Since no currently available scientific testing can measure gluten content of fermented and hydrolyzed foods, the FDA opted for a records based approach.  Companies who wish to make gluten free claims for fermented foods and/or foods made with hydrolyzed ingredients must create and maintain records which show that before the food/ingredient was fermented or hydrolyzed it:

  • did not contain gluten; and
  • the manufacturer has analyzed the potential for gluten cross-contamination during the manufacturing process; and
  • adequate manufacturing procedures are in place to make sure that there is no cross-contamination between the gluten free food and other foods/ingredients containing gluten

If a food contains more than one fermented or hydrolyzed ingredient, records must be kept for each such ingredient.  Appropriate documentation could include Certificates of Analysis from ingredient suppliers, test results from individual ingredients, etc.  For manufacturing procedures, the food safety plan should identify all potential sources of gluten contamination and create procedures to prevent cross-contamination.  Records detailing compliance with the food safety plan procedures to prevent cross-contamination also need to be kept.  These records have to be kept for two years after the food has been placed in interstate commerce.  Requirements related to gluten free labeling are found in 21 CFR. § 101.91.

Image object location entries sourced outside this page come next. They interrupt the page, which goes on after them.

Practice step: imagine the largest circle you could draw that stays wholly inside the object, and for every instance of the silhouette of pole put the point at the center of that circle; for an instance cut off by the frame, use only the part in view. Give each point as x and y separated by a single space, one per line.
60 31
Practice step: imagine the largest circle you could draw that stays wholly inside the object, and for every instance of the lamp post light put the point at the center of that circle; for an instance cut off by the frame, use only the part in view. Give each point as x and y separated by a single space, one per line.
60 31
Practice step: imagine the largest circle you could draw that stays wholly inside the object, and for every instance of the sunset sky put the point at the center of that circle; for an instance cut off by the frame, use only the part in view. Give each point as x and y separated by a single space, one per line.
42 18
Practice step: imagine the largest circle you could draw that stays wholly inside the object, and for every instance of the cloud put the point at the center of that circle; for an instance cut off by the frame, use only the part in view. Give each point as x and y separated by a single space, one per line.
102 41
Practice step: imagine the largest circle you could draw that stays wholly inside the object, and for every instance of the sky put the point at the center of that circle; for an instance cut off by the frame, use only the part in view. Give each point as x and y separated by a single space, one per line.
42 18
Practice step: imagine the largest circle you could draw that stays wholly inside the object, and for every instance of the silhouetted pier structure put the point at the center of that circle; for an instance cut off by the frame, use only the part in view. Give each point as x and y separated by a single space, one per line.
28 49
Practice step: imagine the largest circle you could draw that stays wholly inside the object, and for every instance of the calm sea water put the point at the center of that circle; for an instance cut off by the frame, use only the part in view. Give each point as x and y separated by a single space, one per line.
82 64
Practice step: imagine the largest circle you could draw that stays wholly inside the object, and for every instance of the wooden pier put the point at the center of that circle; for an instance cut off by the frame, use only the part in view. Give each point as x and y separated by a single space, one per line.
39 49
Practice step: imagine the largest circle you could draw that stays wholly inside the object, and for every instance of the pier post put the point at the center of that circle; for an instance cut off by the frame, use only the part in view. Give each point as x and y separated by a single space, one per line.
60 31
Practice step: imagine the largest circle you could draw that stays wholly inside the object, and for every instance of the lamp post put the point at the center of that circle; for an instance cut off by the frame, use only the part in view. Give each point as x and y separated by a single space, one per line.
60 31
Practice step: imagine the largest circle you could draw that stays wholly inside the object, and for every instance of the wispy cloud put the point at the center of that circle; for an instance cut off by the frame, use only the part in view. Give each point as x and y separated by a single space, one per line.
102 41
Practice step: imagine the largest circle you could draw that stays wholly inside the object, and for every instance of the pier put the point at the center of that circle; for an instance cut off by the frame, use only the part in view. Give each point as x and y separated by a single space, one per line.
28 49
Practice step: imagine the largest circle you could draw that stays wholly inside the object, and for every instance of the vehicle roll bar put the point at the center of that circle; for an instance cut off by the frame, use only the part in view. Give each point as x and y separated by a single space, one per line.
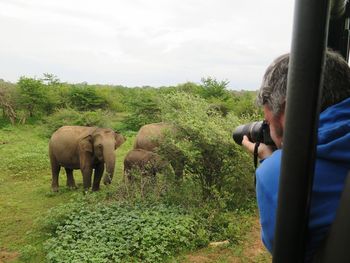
304 89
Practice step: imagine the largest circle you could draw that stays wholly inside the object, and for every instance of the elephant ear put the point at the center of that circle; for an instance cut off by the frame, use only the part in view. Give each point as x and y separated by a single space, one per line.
85 144
119 140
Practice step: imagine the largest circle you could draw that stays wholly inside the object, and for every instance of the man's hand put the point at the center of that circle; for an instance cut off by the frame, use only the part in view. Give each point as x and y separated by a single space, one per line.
264 151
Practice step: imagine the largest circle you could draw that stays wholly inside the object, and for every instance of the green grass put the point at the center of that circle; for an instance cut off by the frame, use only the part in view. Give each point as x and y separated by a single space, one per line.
25 188
26 197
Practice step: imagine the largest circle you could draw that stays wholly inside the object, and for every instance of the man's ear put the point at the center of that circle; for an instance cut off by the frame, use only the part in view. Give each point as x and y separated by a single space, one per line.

Finally, and perhaps for some, most importantly, what does this mean for the labeling of alcohol made from gluten containing grains?  In responses made to comments to the final rule, the FDA agreed that the process of distillation should remove gluten.  The 2013 gluten free labeling regulation already provided for gluten free labeling for food containing less than 20 parts per million of gluten.  21 CFR § 101.91(a)(3)(i)(A)(3). Distilled products can be tested for gluten and labeled as gluten free if they fall below the 20 parts per million threshold.  21 CFR. § 101.91(c)(5). Non-distilled alcohol beverages, like beer, could not be labeled as gluten free unless they complied with the gluten free-labeling rules, including being made with ingredients that don’t have gluten or which have been processed to remove the gluten (and when tested don’t have less than 20 parts per million of gluten).

Food manufacturers should already be keeping good records regarding all of their ingredients and processes.  For those who manufacture and sell gluten free foods, proof that their ingredients and processes can back up their gluten free labels will be key.